I’m completely dazed, worse, I don’t know what the symbols on the blueprint mean! There is some kind of a thing that at first I think it’s a window. It’s a square with a little cross in the middle, all over the damn place. Lines with this damn square, lines with the damn square. I think it’s a window; no, it can’t be a window, ’cause it ain’t always at the edge. I want to ask them what it is.

You must have been in a situation like this — you didn’t ask them right away, right away it would have been OK. But they’ve been talking a little bit too long. You hesitated too long. If you ask them now they’ll say, what are you wasting my time all this time for? I don’t know what to do. You are not going to believe this story, but I swear it’s absolutely true; it’s such sensational luck. I thought what am I going to do, what am I going to do????? I got an idea. Maybe it’s a valve? So, in order to find out whether it’s a valve or not I take my finger and I put it down in the middle of one of the blueprints on page number 3 down in the end and I said, “What happens if this valve gets stuck?” figuring they’re going to say, “That’s not a valve, sir, that’s a window.”

So one looks at the other and says, “Well, if that valve gets stuck,” and they go up and down on the blueprint, up and down, the other guy up and down, back and forth, back and forth, and they both look at each other and they turn around to me and they open their mouths — “You’re absolutely right, sir.”

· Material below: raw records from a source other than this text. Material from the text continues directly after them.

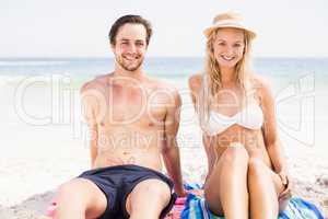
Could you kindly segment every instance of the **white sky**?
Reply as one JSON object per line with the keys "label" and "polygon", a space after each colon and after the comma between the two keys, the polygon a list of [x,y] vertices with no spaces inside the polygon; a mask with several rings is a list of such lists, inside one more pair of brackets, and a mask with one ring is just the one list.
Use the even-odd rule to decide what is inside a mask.
{"label": "white sky", "polygon": [[256,27],[255,56],[328,57],[327,0],[0,0],[0,57],[112,56],[120,15],[149,19],[149,56],[202,56],[202,30],[226,10]]}

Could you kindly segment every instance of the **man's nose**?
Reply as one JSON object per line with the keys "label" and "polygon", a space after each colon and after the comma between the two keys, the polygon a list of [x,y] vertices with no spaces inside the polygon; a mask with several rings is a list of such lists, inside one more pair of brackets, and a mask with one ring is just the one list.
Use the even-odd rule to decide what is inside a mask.
{"label": "man's nose", "polygon": [[136,47],[134,44],[130,44],[128,49],[129,49],[130,53],[136,53],[137,51],[137,47]]}

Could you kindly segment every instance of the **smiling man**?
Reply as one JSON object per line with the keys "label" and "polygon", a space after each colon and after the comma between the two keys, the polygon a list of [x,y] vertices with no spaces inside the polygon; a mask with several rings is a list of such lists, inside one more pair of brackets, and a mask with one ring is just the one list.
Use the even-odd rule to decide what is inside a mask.
{"label": "smiling man", "polygon": [[[115,70],[81,89],[91,166],[60,186],[56,218],[163,218],[184,196],[176,134],[178,92],[142,70],[152,28],[139,15],[109,32]],[[171,178],[161,173],[164,164]]]}

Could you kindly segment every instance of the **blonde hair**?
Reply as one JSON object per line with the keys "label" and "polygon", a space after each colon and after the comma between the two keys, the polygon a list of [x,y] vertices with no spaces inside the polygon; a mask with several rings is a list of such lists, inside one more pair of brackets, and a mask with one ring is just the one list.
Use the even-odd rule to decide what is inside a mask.
{"label": "blonde hair", "polygon": [[[197,101],[197,111],[199,115],[200,126],[203,130],[207,130],[207,124],[209,120],[209,113],[214,96],[222,89],[222,72],[220,66],[214,57],[213,43],[215,41],[218,28],[212,31],[207,39],[206,60],[204,60],[204,73],[202,77],[202,85]],[[251,90],[250,87],[250,43],[251,36],[244,31],[244,55],[243,58],[236,64],[235,67],[235,82],[242,89],[243,103],[247,102],[247,91]]]}

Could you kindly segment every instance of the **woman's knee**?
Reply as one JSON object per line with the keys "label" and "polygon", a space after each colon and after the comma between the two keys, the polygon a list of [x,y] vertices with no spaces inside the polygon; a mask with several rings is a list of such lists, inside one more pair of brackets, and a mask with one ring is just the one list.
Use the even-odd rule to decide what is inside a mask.
{"label": "woman's knee", "polygon": [[260,178],[266,176],[267,166],[262,160],[259,158],[249,158],[248,161],[248,177],[250,178]]}
{"label": "woman's knee", "polygon": [[229,147],[225,149],[220,160],[229,164],[246,165],[248,163],[248,153],[244,146]]}

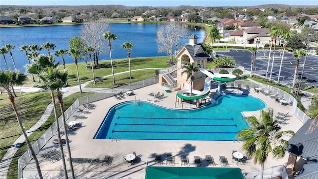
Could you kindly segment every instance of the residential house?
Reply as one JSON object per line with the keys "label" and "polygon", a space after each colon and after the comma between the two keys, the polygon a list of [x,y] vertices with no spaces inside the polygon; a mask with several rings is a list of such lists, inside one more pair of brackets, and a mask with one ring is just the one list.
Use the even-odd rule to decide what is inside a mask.
{"label": "residential house", "polygon": [[250,27],[261,28],[261,26],[258,25],[258,24],[250,21],[240,23],[238,24],[238,28],[239,28],[240,29],[246,29]]}
{"label": "residential house", "polygon": [[132,17],[131,20],[132,21],[143,21],[144,18],[141,15],[137,15]]}
{"label": "residential house", "polygon": [[18,21],[21,24],[36,24],[36,19],[30,17],[20,16],[18,17]]}
{"label": "residential house", "polygon": [[42,24],[59,22],[59,21],[58,20],[58,19],[56,19],[55,18],[52,17],[51,16],[44,17],[41,18],[41,19],[40,19],[40,21],[41,21],[41,23]]}
{"label": "residential house", "polygon": [[243,34],[244,33],[243,30],[238,30],[232,32],[230,34],[230,37],[233,38],[234,41],[242,41],[243,40]]}
{"label": "residential house", "polygon": [[167,16],[165,18],[166,21],[169,22],[175,22],[179,20],[178,17],[173,16]]}
{"label": "residential house", "polygon": [[263,44],[268,43],[271,36],[268,28],[250,27],[243,30],[243,43],[245,44]]}
{"label": "residential house", "polygon": [[75,22],[75,18],[74,16],[70,15],[69,16],[65,17],[62,19],[62,21],[64,22]]}
{"label": "residential house", "polygon": [[82,22],[85,21],[85,18],[82,15],[78,15],[76,16],[76,21],[78,22]]}
{"label": "residential house", "polygon": [[157,21],[157,18],[155,15],[152,15],[150,17],[147,18],[147,21]]}
{"label": "residential house", "polygon": [[5,16],[0,15],[0,23],[1,24],[12,24],[15,23],[15,22],[12,18]]}
{"label": "residential house", "polygon": [[180,22],[189,22],[189,19],[186,18],[185,16],[183,16],[179,18],[179,21]]}
{"label": "residential house", "polygon": [[290,179],[318,179],[318,127],[309,131],[313,120],[307,120],[288,141],[286,172]]}

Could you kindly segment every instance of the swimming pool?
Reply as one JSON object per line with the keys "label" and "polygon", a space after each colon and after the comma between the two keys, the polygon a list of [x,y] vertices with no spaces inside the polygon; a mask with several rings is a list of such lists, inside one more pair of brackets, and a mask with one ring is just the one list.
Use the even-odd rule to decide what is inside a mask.
{"label": "swimming pool", "polygon": [[221,95],[215,103],[192,110],[126,102],[110,109],[94,139],[233,140],[240,130],[248,127],[241,112],[265,106],[259,99],[237,94]]}

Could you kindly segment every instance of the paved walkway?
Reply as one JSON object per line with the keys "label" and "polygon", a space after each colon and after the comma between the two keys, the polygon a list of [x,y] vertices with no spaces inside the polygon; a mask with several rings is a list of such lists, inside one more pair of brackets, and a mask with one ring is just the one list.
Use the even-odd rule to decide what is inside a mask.
{"label": "paved walkway", "polygon": [[[132,70],[132,72],[140,71],[140,70],[150,70],[150,69],[159,69],[159,68],[146,68],[146,69],[137,69]],[[120,73],[118,73],[115,74],[115,75],[119,75],[121,74],[124,74],[125,73],[128,73],[129,71],[122,72]],[[109,77],[111,77],[112,75],[107,75],[104,77],[102,77],[101,79]],[[97,80],[96,80],[97,81]],[[90,83],[93,82],[93,80],[89,81],[86,83],[84,83],[82,84],[81,84],[80,87],[82,88],[82,92],[97,92],[99,90],[106,90],[106,89],[96,89],[96,88],[84,88],[86,85],[89,84]],[[19,89],[20,90],[21,92],[38,92],[42,91],[42,89],[38,88],[33,88],[32,87],[17,87],[15,88],[15,89]],[[63,94],[63,98],[68,96],[74,93],[78,92],[80,91],[80,88],[78,86],[76,86],[75,87],[67,87],[64,88],[62,90],[62,91],[64,92]],[[41,126],[46,121],[46,120],[48,119],[49,117],[51,115],[52,113],[52,110],[53,108],[53,105],[52,103],[50,103],[47,107],[43,115],[42,116],[40,120],[35,123],[33,126],[32,126],[30,129],[27,130],[26,132],[27,134],[27,136],[29,136],[31,135],[33,131],[36,130],[39,127],[41,127]],[[25,140],[24,137],[23,135],[21,135],[19,138],[14,141],[14,142],[12,144],[12,145],[10,147],[10,148],[6,153],[3,156],[1,161],[0,161],[0,179],[6,179],[6,175],[7,173],[7,171],[9,168],[9,166],[10,165],[10,163],[12,159],[13,159],[13,156],[16,153],[18,149],[20,147],[21,144],[24,142]]]}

So they roll up the blueprints and away they went and we walked out. And Lt. Zumwalt, who had been following me all the way through, said, “You’re a genius. I got the idea you were a genius when you went through the plant once and you could tell them about evaporator C-21 in building 90-207 the next morning,“ he says, “but what you have just done is so fantastic, I want to know how, how do you do that?” I told him, you try to find out whether it’s a valve or not.